Pennsylvania

State Case Study

In 2013, Republican Governor Tom Corbett and the Pennsylvania legislature worked together to pass legislation raising an additional $2.3 billion per year to invest in transportation, including $1.65 billion for highways and $476 million for transit. The law eliminated the 12 cents-per-gallon state retail gas tax, converting it over five years to a tax applied to wholesale oil sales.

Pennsylvania’s bridges have been amongst the worst in the country for years. In 2013, more than 24% were structurally deficient.

Pennsylvania’s bridges have been amongst the worst in the country for years. In 2013, more than 24% were structurally deficient. From T4America’s 2013 bridge report.

Gov.

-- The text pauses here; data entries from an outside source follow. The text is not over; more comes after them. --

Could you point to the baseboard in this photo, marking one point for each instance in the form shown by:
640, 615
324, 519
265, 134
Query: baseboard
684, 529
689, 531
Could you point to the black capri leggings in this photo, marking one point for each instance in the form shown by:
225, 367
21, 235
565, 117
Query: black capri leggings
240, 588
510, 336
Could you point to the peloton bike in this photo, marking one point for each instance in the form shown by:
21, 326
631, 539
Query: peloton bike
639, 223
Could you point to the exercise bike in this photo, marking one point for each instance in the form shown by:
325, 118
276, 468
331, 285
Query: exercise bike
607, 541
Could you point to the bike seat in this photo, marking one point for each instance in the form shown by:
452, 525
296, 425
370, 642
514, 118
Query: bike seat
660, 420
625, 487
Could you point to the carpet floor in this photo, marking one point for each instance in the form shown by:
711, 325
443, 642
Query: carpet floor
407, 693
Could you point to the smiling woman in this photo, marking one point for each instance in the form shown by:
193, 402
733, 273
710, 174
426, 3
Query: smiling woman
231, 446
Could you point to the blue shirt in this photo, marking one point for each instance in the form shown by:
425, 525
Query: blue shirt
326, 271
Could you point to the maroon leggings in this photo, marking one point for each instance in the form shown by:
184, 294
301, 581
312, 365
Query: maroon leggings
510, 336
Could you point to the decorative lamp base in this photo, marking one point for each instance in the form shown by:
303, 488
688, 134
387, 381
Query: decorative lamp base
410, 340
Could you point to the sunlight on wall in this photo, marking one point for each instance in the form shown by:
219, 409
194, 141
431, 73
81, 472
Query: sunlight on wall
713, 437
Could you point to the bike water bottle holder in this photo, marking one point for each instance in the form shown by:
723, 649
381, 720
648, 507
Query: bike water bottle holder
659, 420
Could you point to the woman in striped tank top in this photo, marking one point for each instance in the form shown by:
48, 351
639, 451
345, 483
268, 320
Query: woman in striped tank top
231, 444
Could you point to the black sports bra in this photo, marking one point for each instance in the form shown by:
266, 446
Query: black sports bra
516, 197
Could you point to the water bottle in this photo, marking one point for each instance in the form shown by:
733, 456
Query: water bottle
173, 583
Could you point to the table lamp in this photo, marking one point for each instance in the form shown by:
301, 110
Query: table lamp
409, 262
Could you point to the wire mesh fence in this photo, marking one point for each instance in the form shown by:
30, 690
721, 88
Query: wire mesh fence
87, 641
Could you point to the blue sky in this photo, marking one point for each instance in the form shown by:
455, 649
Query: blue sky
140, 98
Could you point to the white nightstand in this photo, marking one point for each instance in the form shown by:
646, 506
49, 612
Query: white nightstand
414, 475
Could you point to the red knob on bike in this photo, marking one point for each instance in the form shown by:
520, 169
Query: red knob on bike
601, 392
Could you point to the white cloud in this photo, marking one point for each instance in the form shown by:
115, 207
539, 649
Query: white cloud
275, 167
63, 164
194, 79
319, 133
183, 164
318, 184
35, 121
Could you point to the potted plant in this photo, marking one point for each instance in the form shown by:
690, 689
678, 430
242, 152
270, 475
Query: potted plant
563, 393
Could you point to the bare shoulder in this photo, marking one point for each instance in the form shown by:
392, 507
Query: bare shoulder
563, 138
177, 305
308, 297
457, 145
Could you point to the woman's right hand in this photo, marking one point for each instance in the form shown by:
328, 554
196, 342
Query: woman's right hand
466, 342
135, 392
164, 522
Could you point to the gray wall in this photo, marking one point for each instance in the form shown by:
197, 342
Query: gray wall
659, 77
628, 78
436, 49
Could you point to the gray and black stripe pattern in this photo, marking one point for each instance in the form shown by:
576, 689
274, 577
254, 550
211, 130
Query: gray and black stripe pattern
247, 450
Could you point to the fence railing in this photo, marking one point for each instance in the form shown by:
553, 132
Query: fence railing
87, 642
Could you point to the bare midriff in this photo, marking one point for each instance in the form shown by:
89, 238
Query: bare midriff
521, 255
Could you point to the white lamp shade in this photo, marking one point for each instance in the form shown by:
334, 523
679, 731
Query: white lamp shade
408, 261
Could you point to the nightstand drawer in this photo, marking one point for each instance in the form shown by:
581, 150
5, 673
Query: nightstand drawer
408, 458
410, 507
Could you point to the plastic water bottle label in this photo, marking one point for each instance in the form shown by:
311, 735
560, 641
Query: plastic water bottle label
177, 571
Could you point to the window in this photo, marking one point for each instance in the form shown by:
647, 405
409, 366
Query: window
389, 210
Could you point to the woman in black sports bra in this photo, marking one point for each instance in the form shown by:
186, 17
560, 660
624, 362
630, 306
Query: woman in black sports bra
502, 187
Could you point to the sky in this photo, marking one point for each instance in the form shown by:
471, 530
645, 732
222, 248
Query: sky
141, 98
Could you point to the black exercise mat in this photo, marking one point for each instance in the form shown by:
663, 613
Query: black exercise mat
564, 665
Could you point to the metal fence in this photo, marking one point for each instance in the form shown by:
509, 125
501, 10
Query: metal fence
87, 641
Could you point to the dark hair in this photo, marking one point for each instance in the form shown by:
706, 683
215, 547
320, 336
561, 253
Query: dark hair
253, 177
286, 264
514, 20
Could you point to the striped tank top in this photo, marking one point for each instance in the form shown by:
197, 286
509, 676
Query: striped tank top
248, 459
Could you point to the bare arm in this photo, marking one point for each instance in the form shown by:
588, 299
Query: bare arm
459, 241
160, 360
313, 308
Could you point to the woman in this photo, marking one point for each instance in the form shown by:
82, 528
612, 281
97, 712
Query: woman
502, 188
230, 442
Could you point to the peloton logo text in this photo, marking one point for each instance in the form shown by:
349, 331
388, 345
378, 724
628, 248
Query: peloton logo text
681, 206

Corbett, citing major unmet repair and investment needs, kicked off the push for more revenue in his budget address of February 2013. He opened the discussion by proposing to cut taxes at the pump while replacing that revenue — and then some — by lifting a cap on wholesale taxes on oil.

The ensuing debate endured a number of swings before a compromise measure passed with support from both parties. A Republican faction had supported funding only for new highways and repair of existing roads and bridges; a Democratic faction aggressively fought for increased transit funding. While Republicans controlled both chambers, they relied on Democratic votes to move the legislation. When Democratic opposition brought down the bill in June of 2013, both sides continued negotiations and arrived at a broader bill that met the needs of legislators across the state.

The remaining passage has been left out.